John's default input format is modeled after a traditional Unix password file, and to speed things up we've also used the traditional Unix password hashing function, based on DES. By modern standards this hash can be computed much more quickly than would be desirable, but this lets us use less computing power for the lab. Copy the database of 100 users and their hashed passwords in this format:

cp /web/classes/Spring-2022/csci4271/labs/13/descrypt.pw .

The first field of each line, up to a colon, is a Unix-style username. After the colon is a hashed password in a base64-like encoding. The first two characters of the hashed password are the salt. Both the size of the salt and the total hash size are small by modern standards; in fact there is a collision of salt values even in this set.

John has a default mode where it first tries a short wordlist, and then tries generating character sequences in increasing length, which is good for getting started. Try using the following command to run it for a minute and see what it finds:

./john --max-run-time=60 descrypt.pw

You should see John's default configuration find several passwords, 10-20 depending on your CPU speed: they're each printed on a line followed by the corresponding username in parentheses.

One feature to keep in mind is that by default john will automatically remember all of the passwords it has already guessed, so as not to waste time on them. As a message says, you can get it to print its cache by rerunning with the --show option. If you want to clear its cache and make it start over, remove the file ~/.john/john.pot, where ~ indicates your home directory.

Ramping up the attack

John's default mode wouldn't be able to guess all the passwords in the challenge set quickly, because they come from different patterns and some are fairly long. But putting your pattern recognition abilities together with its implementation you should be able to make a lot of progress. Keep rerunning the tool with different options to have it try different sets of candidate passwords. Below are several suggestions, not exhaustive. You can read detailed documentation here, particularly the files EXAMPLES, OPTIONS, and MASK.

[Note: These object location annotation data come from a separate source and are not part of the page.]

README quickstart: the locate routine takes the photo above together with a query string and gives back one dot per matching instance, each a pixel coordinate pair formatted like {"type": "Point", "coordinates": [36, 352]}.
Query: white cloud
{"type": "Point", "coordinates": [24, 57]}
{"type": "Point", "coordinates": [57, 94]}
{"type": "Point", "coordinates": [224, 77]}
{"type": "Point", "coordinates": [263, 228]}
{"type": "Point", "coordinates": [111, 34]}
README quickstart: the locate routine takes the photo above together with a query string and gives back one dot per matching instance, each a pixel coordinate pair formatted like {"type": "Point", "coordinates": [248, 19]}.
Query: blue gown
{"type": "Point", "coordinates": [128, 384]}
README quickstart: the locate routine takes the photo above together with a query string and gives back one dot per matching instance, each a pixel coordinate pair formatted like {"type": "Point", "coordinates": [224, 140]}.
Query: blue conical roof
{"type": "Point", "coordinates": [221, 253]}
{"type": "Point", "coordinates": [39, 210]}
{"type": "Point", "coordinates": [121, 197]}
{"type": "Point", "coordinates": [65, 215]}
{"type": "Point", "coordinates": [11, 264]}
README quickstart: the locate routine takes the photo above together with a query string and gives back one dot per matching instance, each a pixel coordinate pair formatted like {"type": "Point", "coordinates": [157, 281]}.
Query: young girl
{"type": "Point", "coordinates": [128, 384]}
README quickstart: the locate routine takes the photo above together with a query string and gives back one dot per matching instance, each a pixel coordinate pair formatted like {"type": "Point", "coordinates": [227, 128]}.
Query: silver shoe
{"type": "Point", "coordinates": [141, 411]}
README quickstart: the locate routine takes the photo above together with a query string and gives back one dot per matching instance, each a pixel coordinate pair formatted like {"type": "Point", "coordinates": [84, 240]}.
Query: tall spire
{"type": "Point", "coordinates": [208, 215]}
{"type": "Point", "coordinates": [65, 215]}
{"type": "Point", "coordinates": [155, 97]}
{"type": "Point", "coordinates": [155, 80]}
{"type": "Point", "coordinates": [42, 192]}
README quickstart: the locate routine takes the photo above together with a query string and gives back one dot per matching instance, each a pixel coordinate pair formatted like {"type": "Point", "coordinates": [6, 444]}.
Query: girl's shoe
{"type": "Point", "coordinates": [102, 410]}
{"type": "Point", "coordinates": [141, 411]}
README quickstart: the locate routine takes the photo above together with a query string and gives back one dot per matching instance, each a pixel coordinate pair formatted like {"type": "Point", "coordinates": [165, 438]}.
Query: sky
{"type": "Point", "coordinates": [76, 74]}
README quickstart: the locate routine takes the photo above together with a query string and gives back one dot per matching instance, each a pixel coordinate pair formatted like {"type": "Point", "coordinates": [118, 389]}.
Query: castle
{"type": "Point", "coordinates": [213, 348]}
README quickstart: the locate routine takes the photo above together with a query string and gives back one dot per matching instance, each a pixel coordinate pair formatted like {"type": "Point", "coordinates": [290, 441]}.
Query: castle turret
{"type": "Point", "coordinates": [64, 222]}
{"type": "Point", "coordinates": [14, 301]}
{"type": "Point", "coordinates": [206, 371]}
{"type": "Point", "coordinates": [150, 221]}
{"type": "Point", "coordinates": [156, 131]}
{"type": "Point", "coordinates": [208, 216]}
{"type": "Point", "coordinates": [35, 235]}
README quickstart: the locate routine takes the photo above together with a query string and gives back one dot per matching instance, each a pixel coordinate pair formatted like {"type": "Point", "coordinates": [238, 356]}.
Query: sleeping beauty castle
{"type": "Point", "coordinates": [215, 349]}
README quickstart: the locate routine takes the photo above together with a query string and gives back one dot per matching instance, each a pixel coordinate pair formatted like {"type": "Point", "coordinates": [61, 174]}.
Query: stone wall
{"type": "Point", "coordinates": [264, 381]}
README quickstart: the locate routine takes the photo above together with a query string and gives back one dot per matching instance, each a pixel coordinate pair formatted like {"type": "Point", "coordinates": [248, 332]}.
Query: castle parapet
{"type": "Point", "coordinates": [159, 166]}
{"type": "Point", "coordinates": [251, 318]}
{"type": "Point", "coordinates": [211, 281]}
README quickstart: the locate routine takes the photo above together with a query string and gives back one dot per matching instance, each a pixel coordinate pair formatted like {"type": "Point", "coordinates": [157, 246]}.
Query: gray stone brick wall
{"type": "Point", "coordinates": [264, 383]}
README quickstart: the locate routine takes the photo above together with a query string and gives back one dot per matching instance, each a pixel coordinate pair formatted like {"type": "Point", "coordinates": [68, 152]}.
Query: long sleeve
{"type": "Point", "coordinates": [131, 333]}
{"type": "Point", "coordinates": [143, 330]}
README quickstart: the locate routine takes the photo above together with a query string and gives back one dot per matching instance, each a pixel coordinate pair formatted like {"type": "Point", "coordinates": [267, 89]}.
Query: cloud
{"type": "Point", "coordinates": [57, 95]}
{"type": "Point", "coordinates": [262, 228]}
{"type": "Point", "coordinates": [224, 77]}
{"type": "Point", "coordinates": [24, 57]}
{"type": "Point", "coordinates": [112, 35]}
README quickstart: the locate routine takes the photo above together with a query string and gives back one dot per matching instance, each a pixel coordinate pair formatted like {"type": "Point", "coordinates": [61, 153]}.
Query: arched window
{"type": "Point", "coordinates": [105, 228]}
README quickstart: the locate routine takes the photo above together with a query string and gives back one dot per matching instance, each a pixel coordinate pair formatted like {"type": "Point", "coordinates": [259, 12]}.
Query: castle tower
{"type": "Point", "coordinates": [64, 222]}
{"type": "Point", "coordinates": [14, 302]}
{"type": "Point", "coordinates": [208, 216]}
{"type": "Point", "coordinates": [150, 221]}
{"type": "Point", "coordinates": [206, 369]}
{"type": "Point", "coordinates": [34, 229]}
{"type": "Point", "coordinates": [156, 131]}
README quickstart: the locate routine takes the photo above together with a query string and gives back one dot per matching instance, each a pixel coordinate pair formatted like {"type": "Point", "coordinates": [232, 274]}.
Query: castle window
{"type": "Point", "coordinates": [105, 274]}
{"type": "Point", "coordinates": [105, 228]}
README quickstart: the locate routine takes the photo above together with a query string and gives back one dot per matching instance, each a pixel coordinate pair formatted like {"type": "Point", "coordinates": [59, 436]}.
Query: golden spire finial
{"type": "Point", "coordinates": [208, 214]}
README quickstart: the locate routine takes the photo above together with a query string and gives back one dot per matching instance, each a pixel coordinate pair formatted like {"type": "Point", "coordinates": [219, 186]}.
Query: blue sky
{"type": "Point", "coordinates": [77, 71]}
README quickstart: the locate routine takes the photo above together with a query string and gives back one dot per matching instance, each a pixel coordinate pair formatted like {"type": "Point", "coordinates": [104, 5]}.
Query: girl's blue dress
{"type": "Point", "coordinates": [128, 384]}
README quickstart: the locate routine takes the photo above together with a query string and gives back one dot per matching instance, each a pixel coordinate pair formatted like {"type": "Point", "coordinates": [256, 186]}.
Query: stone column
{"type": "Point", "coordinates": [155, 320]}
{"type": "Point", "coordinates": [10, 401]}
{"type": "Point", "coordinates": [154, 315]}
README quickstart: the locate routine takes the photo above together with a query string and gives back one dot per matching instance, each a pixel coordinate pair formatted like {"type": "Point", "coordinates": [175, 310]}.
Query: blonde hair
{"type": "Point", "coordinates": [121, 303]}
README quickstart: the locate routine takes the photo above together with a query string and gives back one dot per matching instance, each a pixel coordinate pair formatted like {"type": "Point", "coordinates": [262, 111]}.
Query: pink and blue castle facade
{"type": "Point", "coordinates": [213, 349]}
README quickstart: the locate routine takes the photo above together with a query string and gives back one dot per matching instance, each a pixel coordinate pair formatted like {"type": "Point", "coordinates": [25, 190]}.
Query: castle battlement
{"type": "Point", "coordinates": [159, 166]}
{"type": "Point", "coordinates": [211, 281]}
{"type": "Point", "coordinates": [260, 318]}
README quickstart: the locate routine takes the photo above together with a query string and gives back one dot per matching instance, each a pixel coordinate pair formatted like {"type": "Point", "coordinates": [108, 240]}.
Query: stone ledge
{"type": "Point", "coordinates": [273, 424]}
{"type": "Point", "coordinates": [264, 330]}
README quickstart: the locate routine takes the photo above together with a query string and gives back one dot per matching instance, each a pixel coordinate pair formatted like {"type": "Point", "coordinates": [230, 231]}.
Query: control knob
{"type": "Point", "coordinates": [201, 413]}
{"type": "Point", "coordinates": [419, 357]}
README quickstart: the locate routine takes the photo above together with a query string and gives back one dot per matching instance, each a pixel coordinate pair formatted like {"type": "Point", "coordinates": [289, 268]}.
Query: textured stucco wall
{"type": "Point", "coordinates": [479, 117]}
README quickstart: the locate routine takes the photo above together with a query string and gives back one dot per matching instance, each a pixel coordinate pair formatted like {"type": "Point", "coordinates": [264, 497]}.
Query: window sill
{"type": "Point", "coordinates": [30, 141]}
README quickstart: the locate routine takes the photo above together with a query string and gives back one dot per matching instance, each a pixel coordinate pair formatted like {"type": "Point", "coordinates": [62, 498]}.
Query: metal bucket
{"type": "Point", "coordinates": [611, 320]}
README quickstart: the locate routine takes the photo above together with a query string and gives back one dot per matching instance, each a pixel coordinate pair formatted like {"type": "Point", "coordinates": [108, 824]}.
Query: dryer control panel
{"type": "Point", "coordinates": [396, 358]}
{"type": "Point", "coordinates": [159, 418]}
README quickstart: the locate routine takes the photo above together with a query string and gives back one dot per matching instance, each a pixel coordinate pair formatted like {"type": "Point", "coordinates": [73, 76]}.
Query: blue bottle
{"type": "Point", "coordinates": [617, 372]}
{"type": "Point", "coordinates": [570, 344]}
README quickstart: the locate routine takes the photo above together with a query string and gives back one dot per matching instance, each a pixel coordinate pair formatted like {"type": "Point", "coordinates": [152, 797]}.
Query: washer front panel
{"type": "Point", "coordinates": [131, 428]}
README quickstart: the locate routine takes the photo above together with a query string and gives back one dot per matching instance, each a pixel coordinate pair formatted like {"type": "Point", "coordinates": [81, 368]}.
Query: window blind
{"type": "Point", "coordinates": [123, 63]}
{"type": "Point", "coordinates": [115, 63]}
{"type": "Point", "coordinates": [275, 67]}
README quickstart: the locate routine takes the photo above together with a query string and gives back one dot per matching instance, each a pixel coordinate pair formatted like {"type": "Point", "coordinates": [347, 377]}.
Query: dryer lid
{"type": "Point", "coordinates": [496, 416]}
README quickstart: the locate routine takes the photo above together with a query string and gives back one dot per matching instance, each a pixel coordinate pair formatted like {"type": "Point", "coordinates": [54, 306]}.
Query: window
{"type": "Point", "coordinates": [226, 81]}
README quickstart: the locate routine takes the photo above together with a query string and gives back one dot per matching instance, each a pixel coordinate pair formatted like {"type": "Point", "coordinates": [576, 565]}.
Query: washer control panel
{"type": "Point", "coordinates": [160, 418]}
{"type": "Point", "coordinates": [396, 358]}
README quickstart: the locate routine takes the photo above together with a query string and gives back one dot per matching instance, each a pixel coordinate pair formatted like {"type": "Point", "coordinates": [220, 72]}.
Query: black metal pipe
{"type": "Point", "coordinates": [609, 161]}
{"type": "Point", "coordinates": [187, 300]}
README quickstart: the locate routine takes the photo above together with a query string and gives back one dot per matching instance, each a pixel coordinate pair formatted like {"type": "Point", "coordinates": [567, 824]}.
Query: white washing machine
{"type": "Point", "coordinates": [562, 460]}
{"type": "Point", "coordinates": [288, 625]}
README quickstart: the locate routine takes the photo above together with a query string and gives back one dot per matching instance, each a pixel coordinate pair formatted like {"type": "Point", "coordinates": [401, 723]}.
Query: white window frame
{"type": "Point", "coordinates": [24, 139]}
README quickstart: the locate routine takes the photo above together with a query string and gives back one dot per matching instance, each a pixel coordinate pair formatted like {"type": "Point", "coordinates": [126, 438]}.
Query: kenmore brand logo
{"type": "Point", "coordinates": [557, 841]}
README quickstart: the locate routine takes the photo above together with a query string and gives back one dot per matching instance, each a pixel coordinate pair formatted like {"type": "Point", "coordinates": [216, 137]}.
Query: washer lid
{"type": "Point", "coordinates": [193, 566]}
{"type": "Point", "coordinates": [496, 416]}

If you're running on a personal computer or a lab machine that you're not sharing with anyone else, you can make john go faster by telling it to use more cores in parallel. You do this with an option like --fork=6, which tells it to break the task into 6 pieces to run at once. But it would be inconsiderate to do this on a shared (e.g., Vole) machine.

A basic feature to control is the list of words that john tries, using the --wordlist= option; you put a filename right after the equals sign. The file /usr/share/dict/words is a list of English words similar to the keywords in regular dictionary. It would be a good place to start for these hashed passwords. You can also pre-process the dictionary with other text-processing tools, or supply a wordlist on the standard input with the option --pipe.

The relatively brute-force mode where john generates passwords in increasing length is called "incremental" mode; it's a little smarter than pure brute force because it knows something about what characters likely occur together. The --incremental= option takes an argument to control what kinds of characters to use; for instance it will go faster if you use only digits.

The "mask" mode generates passwords according to a pattern with different characters in different positions. Most characters in the mask are interpreted literally, but for instance you can use ?d to represent any digit, ?l for a lowercase letter, and so on. You can also combine a wordlist with mask mode; then ?w represents a word from the wordlist.

Our 100 passwords consist of 10 groups of 10 passwords each selected in the same way. If you know the right combinations of patterns, they can all be cracked within about 5 minutes of CPU time (even single-threaded). But it's not so easy if you don't know the patterns in advance. You'll probably have to alternate between running in more general-purpose modes for a while, then doing more targeted searches based on patterns you notice.